Subject: Re: ISO9001
From: Smokey L Bare <slbare -at- JUNO -dot- COM>
Date: Fri, 3 Apr 1998 13:06:20 -0500

Jon Leer

I am curious, has anybody on the list gotten ISO certified? Would there
be
any direct benefit for a writer to get certified? (I know large companies
do this, but could a contract writer's reception be better if certified?)

......

Jon,

There is no 'certified' status in North America. You are either
'compliant' or 'registered'. Most firms elect to become compliant (due
to high audit costs). For those companies who wish to do business with
ISO Registered Corporations, they precede on to become registered.

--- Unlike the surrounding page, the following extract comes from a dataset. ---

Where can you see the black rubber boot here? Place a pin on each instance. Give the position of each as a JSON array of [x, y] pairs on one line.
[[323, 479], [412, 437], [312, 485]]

It is documenting processes, not people. Ralph Robinson has a wonderful
book out for ISO on documentation guidelines. It is a very strong
QA-type of writing. [r2innovations -at- myna -dot- com] -dot- Every town which hosts
major corporations usually has a local branch of ASQC, and they can
assist you.

You may wish to watch referring to being 'certified', I have learned from
working with various project managers that they will close out writers
for ISO projects because the writer doesn't really know the concept of
ISO.

Consulting firms are being very knowledgeable lately in regard to the
9003 for services. So...they become compliant in order to become
eligible to be on a vendors' list. The company I am with is compliant.
Writers document the processes, and then a company has the choice of
meeting (complying with) the regs (internal audit) or call an outside
source in for an audit (Coopers Lybrand, Ernst & Young). This is new for
the service providers (computer consultants, management consultants, and
so on).
One large national business management firm, who specializes in
deployment and development, ran an ad in our local paper that they were
certified (hoping to be the first in the area). It backfired in their
face. Editorials were done by those who were compliant, warning managers
to be careful who they hire as ISO was being the 'buzz' word with trade
lately. In this case, ignorance was not bliss. The company lost two
major banks over it.

So I pass this experience I've learned on to you. You would be surprised
the number of people who don't understand and mix up QA with QC. Check
with your management directs to see which way they are going. I am sure
they would appreciate reviewing your ASQC material as well.

I also feel Ralph's outline-style of writing will offer you a quick
reference approach to a very organized checklist.